A historic UN treaty will protect biodiversity in the High Seas

After two weeks of discussions in New York, U.N. members have reached an agreement for the first time to protect biodiversity in the high seas, which covers almost 50% of the Earth’s surface.

The U.N. Convention on the Law of the Sea came into force in 1994, before marine biodiversity was a well-established concept. An updated framework to protect marine life in the regions outside national boundary waters, known as the high seas, had been in discussions for over 20 years. Still, previous efforts to reach an agreement had repeatedly stalled. Finally, the unified agreement treaty was reached late Saturday.

The treaty will create a new body to manage the conservation of ocean life and establish marine protected areas on the high seas – And is critical to achieving the U.N. Biodiversity Conference’s recent pledge to save 30% of the planet’s waters and land for conservation.

The treaty also establishes ground rules for conducting environmental impact assessments for commercial ocean activities. Meaning all activities planned for the high seas need to be assessed in some form.

Many marine species – including dolphins, whales, sea turtles, and fish – make long annual migrations, crossing national borders and the high seas. However, efforts to protect them – and human communities that rely on fishing or tourism related to marine life – have previously been hampered by a confusing patchwork of laws. This treaty will also help to knit together the different regional treaties to address threats and concerns across species’ ranges.

That protection also helps coastal biodiversity and economies. Governments have taken an important step that strengthens the legal protection of two-thirds of the ocean and with it marine biodiversity and the livelihoods of coastal communities.

The question now is how well the ambitious treaty will be implemented.
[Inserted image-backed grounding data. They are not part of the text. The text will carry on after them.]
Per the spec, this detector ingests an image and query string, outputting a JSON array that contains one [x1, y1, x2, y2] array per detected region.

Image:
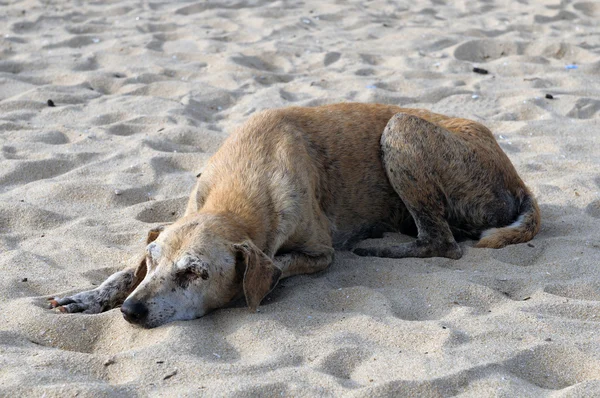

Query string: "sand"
[[1, 0, 599, 396]]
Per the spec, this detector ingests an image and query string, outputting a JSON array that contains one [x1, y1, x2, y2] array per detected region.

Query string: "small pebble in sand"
[[47, 99, 55, 107], [104, 358, 116, 366], [545, 94, 554, 99], [114, 189, 122, 195], [473, 67, 488, 74]]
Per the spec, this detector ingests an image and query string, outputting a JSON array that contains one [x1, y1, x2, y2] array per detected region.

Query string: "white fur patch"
[[176, 255, 193, 269], [147, 242, 162, 259], [480, 214, 525, 238], [508, 214, 525, 229]]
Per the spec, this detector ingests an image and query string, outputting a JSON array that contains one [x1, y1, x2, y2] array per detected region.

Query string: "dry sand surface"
[[1, 0, 600, 396]]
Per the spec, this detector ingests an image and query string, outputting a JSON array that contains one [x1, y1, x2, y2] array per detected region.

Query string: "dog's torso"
[[186, 102, 525, 254], [187, 103, 409, 252]]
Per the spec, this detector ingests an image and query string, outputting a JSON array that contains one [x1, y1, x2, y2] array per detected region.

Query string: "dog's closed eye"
[[175, 262, 209, 288]]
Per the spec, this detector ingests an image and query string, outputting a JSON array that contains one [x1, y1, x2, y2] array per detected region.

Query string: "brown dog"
[[49, 103, 540, 328]]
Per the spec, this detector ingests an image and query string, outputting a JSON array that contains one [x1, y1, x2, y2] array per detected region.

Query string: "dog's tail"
[[475, 190, 541, 249]]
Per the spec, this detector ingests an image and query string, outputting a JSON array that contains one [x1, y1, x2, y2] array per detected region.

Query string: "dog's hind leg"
[[354, 113, 464, 259]]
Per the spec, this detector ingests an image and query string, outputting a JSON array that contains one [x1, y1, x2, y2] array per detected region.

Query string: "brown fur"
[[50, 103, 540, 327]]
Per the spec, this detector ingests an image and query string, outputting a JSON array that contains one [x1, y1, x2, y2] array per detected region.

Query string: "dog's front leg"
[[275, 245, 335, 278], [49, 264, 144, 314], [49, 226, 165, 314]]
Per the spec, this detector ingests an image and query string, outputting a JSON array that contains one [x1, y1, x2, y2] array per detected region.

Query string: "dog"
[[49, 103, 540, 328]]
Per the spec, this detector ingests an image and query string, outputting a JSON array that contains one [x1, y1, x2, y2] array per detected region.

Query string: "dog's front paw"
[[49, 269, 137, 314], [48, 289, 108, 314]]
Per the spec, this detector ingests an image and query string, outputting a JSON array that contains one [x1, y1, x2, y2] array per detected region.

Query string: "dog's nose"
[[121, 299, 148, 324]]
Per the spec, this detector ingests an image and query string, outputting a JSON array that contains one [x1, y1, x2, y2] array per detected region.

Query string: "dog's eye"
[[175, 266, 208, 288], [175, 268, 198, 288]]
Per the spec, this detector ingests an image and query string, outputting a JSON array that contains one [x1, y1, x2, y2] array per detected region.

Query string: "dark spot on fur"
[[201, 269, 209, 280], [404, 170, 416, 182]]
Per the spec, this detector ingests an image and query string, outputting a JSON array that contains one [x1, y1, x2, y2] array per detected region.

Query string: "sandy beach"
[[1, 0, 600, 396]]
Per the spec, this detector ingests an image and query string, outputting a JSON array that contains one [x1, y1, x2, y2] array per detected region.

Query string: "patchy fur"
[[50, 103, 540, 327]]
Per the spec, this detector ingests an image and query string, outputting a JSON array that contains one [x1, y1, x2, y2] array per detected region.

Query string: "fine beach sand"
[[1, 0, 600, 396]]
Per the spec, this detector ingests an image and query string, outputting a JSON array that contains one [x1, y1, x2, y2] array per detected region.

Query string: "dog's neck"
[[199, 187, 272, 250]]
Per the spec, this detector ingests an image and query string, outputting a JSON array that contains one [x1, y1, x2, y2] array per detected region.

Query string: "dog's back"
[[192, 103, 539, 250]]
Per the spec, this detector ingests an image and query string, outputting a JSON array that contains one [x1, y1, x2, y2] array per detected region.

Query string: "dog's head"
[[121, 214, 281, 328]]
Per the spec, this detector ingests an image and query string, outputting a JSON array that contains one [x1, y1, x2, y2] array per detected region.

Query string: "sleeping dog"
[[49, 103, 540, 328]]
The high seas have long suffered exploitation due to commercial fishing, mining, and pollution from chemicals and plastics. The new agreement is about acknowledging that the ocean is not a limitless resource, and it requires global cooperation to use the ocean sustainably.

What’s high seas?
The high seas begin at the border of countries’ exclusive economic zones, which extend up to 200 nautical miles (370 kilometres) from coastlines. They thus fall under the jurisdiction of no country. Even though the high seas comprise more than 60% of the world’s oceans and nearly half the planet’s surface, they have long drawn far less attention than coastal waters and a few iconic species. Only about one percent of the high seas are currently protected. When the new treaty comes into force, it will allow the creation of marine protected areas in these international waters.

At Priavo Security we are as passionate about protecting our environment as we are about keeping people safe. The sea plays a big part in our CEO, Pete Murphy’s life, as a proud former member of the Special Boat Service, and our maritime teams have personally witnessed the damage, destruction and pollution of the world’s oceans. A few years ago we partnered with the Nekton Foundation – an organisation dedicated to marine conservation, and have been supporting them on their conservation missions ensuring their scientists remain safe at sea.